Click on the 1860 electoral map to enlarge
Today is the 148th anniversary of Abraham Lincoln’s 1860 speech in New York at the Cooper Union, an address that at least one major Lincoln scholar calls the speech that made Lincoln president.
The Cooper Union address was devoted entirely to the slavery question. It powerfully expressed the Republican position which — although this still surprises many people when they are reminded of it — was that slavery should be left alone in the southern states where it existed, but should be banned in the western territories under federal control and that no new slave states should be admitted to the Union. The second half of the speech is directly addressed to the South, which was threatening to break up the union if a Republican was elected president.
In the first half, Lincoln took as his “text” a remark by his political rival, Stephen Douglas, who had said:
“Our fathers, when they framed the Government under which we live, understood this question just as well, and even better, than we do now.”
Douglas was arguing that the framers agreed with his own position, that Congress lacked constitutional authority to regulate slavery in the territories. In reply, Lincoln at Cooper Union recited, by my count, 23 versions of Douglas’ “our fathers” comment as he made the case that the overwhelming majority of the framers had the Republican position on the key question of federal authority over slavery in the territories.
Homely and ungainly giant
The speech itself (full text here) is a bit tough-sloggish to a modern reader. It lacks the brevity and the poetry of Lincoln’s most famous speeches (The Gettysburg address and the second inaugural) and the down-home humor of many of his legendary remarks.
But, by all accounts, the homely and ungainly giant from Illinois, making his first New York appearance, in an ill-fitting black suit and speaking in his surprising high-pitched voice, won over the audience with the power of his logic and — believe it or not — his historical research. It’s hard to imagine any contemporary politician daring to turn a major speech into a framer-by-framer history lesson.
Any telling of the tale of this speech includes many other jaw-dropping contrasts with the way things work in today’s presidential politics. For example:
Lincoln spoke for an hour and a half. (This was not a particularly long speech by 1860 standards. Barack Obama caused a bit of tut-tutting the night of the Wisconsin primary, when he spoke for 45 minutes. Of course the problem there was not that the people in the hall were bored, but that Obama was hogging too much television time.)
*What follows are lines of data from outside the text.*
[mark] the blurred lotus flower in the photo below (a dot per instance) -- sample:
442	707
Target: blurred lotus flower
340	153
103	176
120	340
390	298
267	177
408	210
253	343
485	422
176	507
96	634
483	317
Lincoln, in the year he would be elected president, wrote the speech himself, based on historical research he did himself in libraries back in Springfield, Ill. He not only had no speechwriters and no spinners to work the media after the speech, he had no staff at all and had traveled by himself, by train, from Illinois to New York to give the speech.
Many Republican (and some Democratic) newspapers — starting with four New York dailies on the day after the speech and then dozens more across the country — printed the full text of the speech.
Various versions of it, generally running between 11 and 13 pages, were soon on sale as a best-selling pamphlet, typically priced at 25 cents for a dozen copies.
Late on the night of the speech itself, Lincoln stopped at the office of the first such newspaper himself, to proofread the galleys of his speech text.
Lincoln’s new status
The speech catapulted Lincoln — a former state legislator whose entire experience in national politics was one term in the U.S. House 14 years earlier and two subsequent unsuccessful bids for the Senate — into serious contention for the Republican presidential nomination.
The sensation caused by the speech and Lincoln’s new status as a contender for the ticket led to a hastily organized barnstorm, by train, in the two weeks after Cooper Union to give the speech 11 more times at stops in Rhode Island, Connecticut and New Hampshire. (No, the New Hampshire primary was not a factor; there were no primaries in the 19th century. Lincoln did want to visit his son Robert, at prep school in New Hampshire.)
After the speaking tour, although Lincoln actively corresponded with friends and supporters working to get him the nomination, he never declared his candidacy (no presidential candidate did any such thing in those days and were expected to wait modestly for the nomination to be offered to them) and engaged in no direct electioneering.
Even though the Republican convention was held in his own state (in Chicago), Lincoln did not attend and waited in Springfield to be apprised of the results. He was nominated on the third ballot and, after more months of no direct campaigning by the candidate, was elected in the fall without his name even being on the ballot in the southern states.